Zhongtai: How do you view the continuous increase in the market this week?
released a research report stating that the continued rise in the market this week is more due to the recovery of risk appetite driven by the cyclical sector.
Zhongtai released a research report stating that the continuous rise in the market this week is mostly due to a phased recovery of risk preference driven by the cyclical sector. Approaching the end of the year, both domestic and international policies and news were relatively calm this week, lacking new positive factors directly impacting the market. The driving force behind the market this week mainly came from changes in the internal market structure. Looking forward, there is still overall upward potential in the market before the Spring Festival, and there are still opportunities to buy on the dips in the short term.
Zhongtai's main points are as follows:
Index hits new highs while individual stocks are differentiated, entering a high-level structural rebalancing phase.
This week, the A-share market continued to be strong at the index level. In terms of major index performances, the WIND Full-A, CSI 300, and SSE 2000 indexes rose by 2.78%, 1.95%, and 3.06% respectively this week. In terms of trading volume, the daily average turnover of the WIND Full-A increased from 1.76 trillion yuan last week to gradually exceed 1.97 trillion yuan, breaking through the 2 trillion mark on Friday. In terms of individual stocks, the percentage of WIND Full-A stocks rising this week was approximately 52.20%, similar to last week. Overall, the upward trend in the index has been further confirmed, but the way in which it is increasing has changed.

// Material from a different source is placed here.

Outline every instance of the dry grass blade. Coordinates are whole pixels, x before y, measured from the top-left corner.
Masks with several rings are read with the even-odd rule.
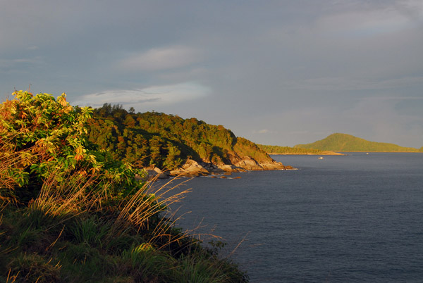
[[[77,215],[92,207],[99,206],[104,199],[102,194],[108,184],[97,189],[99,175],[88,177],[75,173],[61,182],[55,178],[55,172],[49,175],[41,188],[32,207],[42,210],[44,213],[57,216],[71,213]]]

The continuous rise in the market this week is mostly due to a phased recovery of risk preference driven by the cyclical sector.
Approaching the end of the year, both domestic and international policies and news were relatively calm this week, lacking new positive factors directly impacting the market. The driving force behind the market this week mainly came from changes in the internal market structure. From a market perspective, this week's index rise was mainly driven by cyclical sectors, especially non-ferrous metals. With significant increases in industrial metal commodities prices, cyclically related industries and resource-related stocks saw simultaneous increases in prices. In terms of fund flows and trading characteristics, signs of overall risk preference recovery are more evident. From an external environment perspective, the RMB exchange rate saw a phased appreciation this week, coupled with improved expectations of overseas liquidity, boosting expectations of foreign capital inflows into the A-share market and providing external support for this round of risk preference recovery to some extent.
Looking ahead, there is still overall upward potential in the market before the Spring Festival, and there are still opportunities to buy on the dips in the short term.
At this stage, the main risk factors restricting the market have weakened significantly compared to earlier periods, and risk preference is expected to remain at a relatively high level. From an external environment perspective, concerns about the previous market tightening global liquidity expectations and the AI sector's correction of overvalued US stocks have eased. From a domestic perspective, with Spring Festival falling later this year and the two sessions being held shortly after the Spring Festival, optimistic expectations for consumption policies are in an "unsubstantiated" period before the two sessions, which is beneficial for maintaining an overall high level of risk preference.
However, it should be emphasized that the current market more conforms to the characteristics of "preparing for a market rally before the Spring Festival after bottom consolidation" rather than the formal start of a major uptrend. Currently, funds in the market are more likely to adopt a "buy on the dips, switch structures" approach, rather than trend-based heavy buying at high levels. This means that the short-term market movement is more likely to evolve in a gradual manner in a "gradual upward adjustment in volatility, continuous internal structural adjustment" way, rather than rapidly rising and forming a unilateral, sustained profit-making effect.
Investment advice:
From a sector allocation perspective, taking into account the characteristics of capital inflows over the past two months and focusing on the thematic-driven trend of the spring market in the coming weeks, attention can be placed on the following directions.
1) The technology theme remains the most resilient mainline direction in the spring market, focusing on sectors such as Siasun Robot & Automation, commercial aerospace, and nuclear power.
2) Overseas computing power and semiconductor-related sectors still have continuity in the mid-term logic in the global industrial chain. For institutional investors, it is advisable to continue to allocate with a mid-term holding strategy.
3) The non-banking financial sector has certain allocation value at this stage.
4) In the consumption sector, it is more suitable to grasp thematic trading opportunities. With the gradual reduction in subsidies for new energy vehicles, the direction of policy support may tilt more towards service consumption and aging-related areas. Attention can be focused on areas such as sports consumption (subsidy models may tilt towards regional events, league system strengthening), medical equipment, and traditional Chinese medicine.
Risk warning: Global liquidity tightening beyond expectations, complexity of market game beyond expectations, complexity of policy changes beyond expectations, etc.